Los tres barcos empezaron a tambalearse ante el feroz viento que asolaba a sus alrededores. Aquello era algo que no podían controlar por sus propios medios.

—Esa es la bandera de Marshall D. Teach –estipulaba Rayleigh-.

—¿Ellos terminaron con estas embarcaciones? –preguntaba un tanto estupefacto Kid-.

—¿Sabes lo que esto significa? –lanzó al aire Jinbe con sus pupilas vibrando impacientes-.

—…Una declaración oficial de guerra…entre Barba Negra y Kaido…-concluyó funestamente Rayleigh-.

El fuerte sol amedrentaba con violencia desde lo alto, siendo implacable, atormentando así a todo aquel que transitara por las angostas callejuelas que se vislumbraban entre las grandes edificaciones, mismas que en su gran mayoría no eran más que meros establecimientos. Sin embargo, aquello era algo que no importaba en lo más mínimo, había quienes no estaban en disgusto con ello.

¿Quién podría preocuparse del calor cuando había una persecución a diestra y siniestra desarrollándose en aquellas angostas calles tapizadas por grisáceo adoquín? A simple vista que sólo existía un cazador, uno incansable que no se esforzaba demasiado en alcanzar a aquel grupo de seis hombres, que si bien eran robustos y llevaban consigo armas de temer, no parecía significar demasiado frente a su rival.

Tampoco es como si fueran a recordar el rostro de su adversario; aquello era imposible considerando que había una máscara cubriéndole el rostro, una de tonalidades llamativas y motivos peculiares. Sin olvidar claro está la capucha que ocultaba a la perfección su cuerpo entero.

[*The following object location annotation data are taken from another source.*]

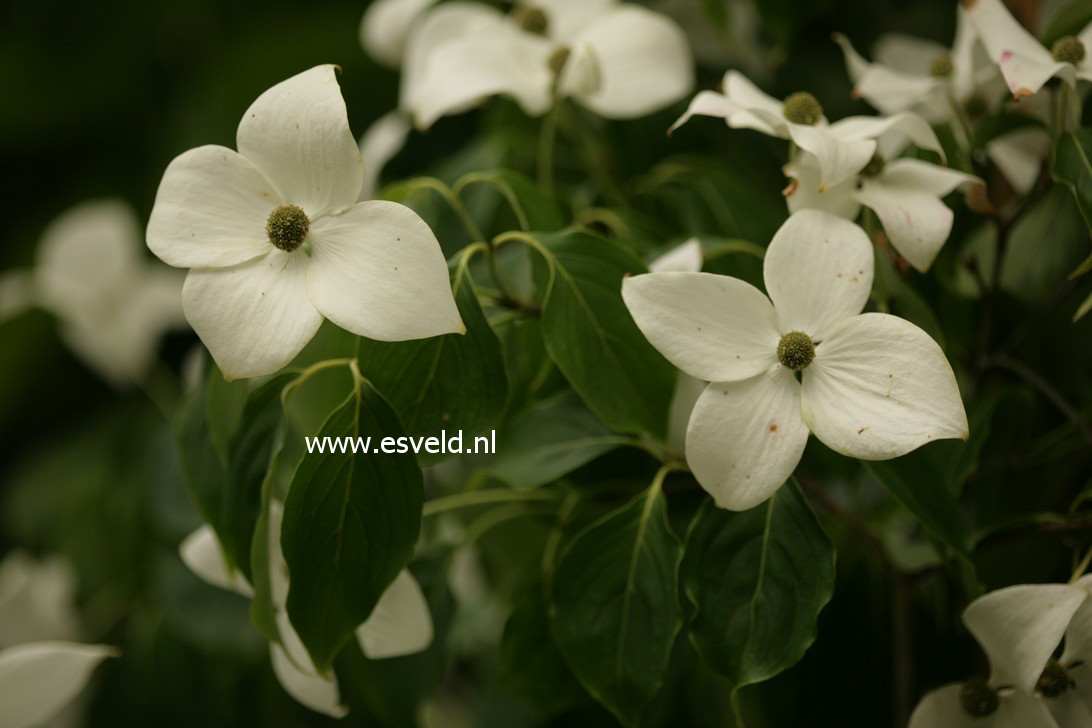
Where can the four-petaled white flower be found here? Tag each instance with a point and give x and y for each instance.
(1019, 629)
(904, 193)
(400, 623)
(874, 385)
(113, 303)
(1025, 63)
(617, 59)
(842, 148)
(276, 240)
(42, 669)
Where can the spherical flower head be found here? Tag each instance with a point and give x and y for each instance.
(977, 697)
(802, 108)
(531, 19)
(796, 350)
(1068, 49)
(941, 67)
(287, 226)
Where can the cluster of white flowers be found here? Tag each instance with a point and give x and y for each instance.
(1019, 628)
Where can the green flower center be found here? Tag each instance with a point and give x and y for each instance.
(941, 67)
(1068, 49)
(977, 697)
(796, 350)
(1054, 681)
(802, 107)
(531, 19)
(286, 227)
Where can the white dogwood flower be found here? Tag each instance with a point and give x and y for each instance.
(42, 669)
(1019, 629)
(400, 623)
(842, 148)
(905, 194)
(113, 303)
(276, 240)
(617, 59)
(874, 386)
(1024, 62)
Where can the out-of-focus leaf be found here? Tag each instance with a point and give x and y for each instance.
(591, 335)
(549, 439)
(351, 521)
(758, 581)
(614, 610)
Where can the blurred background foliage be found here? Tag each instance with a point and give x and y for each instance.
(98, 97)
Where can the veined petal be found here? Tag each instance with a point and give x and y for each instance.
(907, 124)
(253, 317)
(379, 144)
(818, 271)
(839, 158)
(38, 679)
(211, 210)
(378, 271)
(201, 551)
(711, 326)
(386, 25)
(400, 624)
(643, 62)
(297, 134)
(917, 223)
(475, 66)
(879, 388)
(804, 192)
(746, 438)
(1019, 627)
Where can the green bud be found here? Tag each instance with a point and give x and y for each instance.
(796, 350)
(1068, 49)
(941, 67)
(802, 107)
(977, 697)
(531, 19)
(1054, 681)
(286, 227)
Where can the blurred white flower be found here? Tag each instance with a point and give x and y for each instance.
(113, 303)
(276, 240)
(874, 386)
(1019, 629)
(1024, 62)
(904, 194)
(42, 669)
(400, 624)
(842, 148)
(619, 60)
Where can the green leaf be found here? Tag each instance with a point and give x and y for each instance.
(532, 209)
(614, 610)
(548, 440)
(592, 337)
(250, 454)
(351, 521)
(758, 581)
(921, 487)
(1072, 167)
(450, 382)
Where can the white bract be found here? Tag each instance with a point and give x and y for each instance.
(1019, 628)
(400, 623)
(1024, 62)
(617, 59)
(842, 148)
(276, 240)
(874, 385)
(904, 194)
(42, 670)
(113, 303)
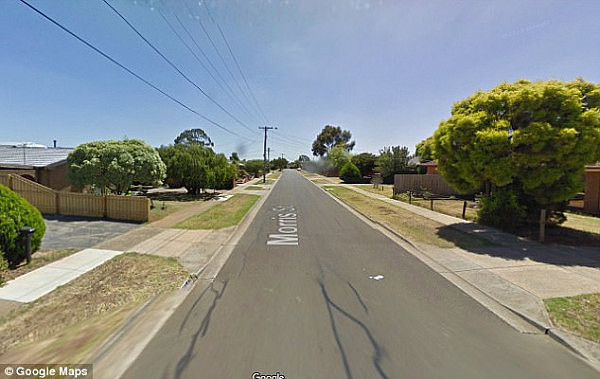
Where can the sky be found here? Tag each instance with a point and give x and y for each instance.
(386, 70)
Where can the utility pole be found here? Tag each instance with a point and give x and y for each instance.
(265, 128)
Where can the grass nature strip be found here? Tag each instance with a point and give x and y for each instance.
(415, 227)
(225, 214)
(578, 314)
(69, 322)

Era rápido, no quedaba duda de ello; también era fuerte y era capaz de anticipar los movimientos de sus contrincantes sin demasiado esfuerzo. Maniobraba muy bien pese a la escases de espacio que tenía a su alrededor y así mismo utilizaba los objetos que estaban a su alcance para liberarse de las armas que sus enemigos poseían. Parecía tratarse de alguien que llevaba largo tiempo peleando.

—Esto ha sido demasiado sencillo –musitó el hombre, sacudiéndose las manos y colocando su mirada hacia su derecha, hacia aquel tejado donde alguien parecía no importarle tomar el sol pese al negro sombrero que cubría su cabeza-…Baldassare…

—De nada sirve que te siga trayendo a sitios como estos. El nivel es demasiado mediocre para ti.

—Hmp…Es tu culpa por subestimarme –soltó burlonamente-.

—¿Qué esperabas? Después de lo ocurrido era válida mi desconfianza –comunicó tranquilamente- Será mejor enfocarnos más en lo que realmente requerimos antes de que el período de tiempo concluya.

—Me siento un tanto sorprendido. Tienes demasiadas influencias Baldassare.

—Sé cómo moverme, que es diferente muchacho. Cuando crezcas un poco más y no cometas actos imprudentes sabiendo que eres incapaz de salir victorioso, lo entenderás.

—Eso fue un golpe bajo –soltó sarcástico-.

—Si quieres estar a su nivel, entonces tendrás que callarte y hacer lo que yo te diga.

—Jamás pensé tenerte de maestro…No es algo que me agrade.

—No eres el primero que lo dice –sonrió burlonamente- Además pronto tendrás la oportunidad de observar lo mucho que ha mejorado Monkey D. Luffy.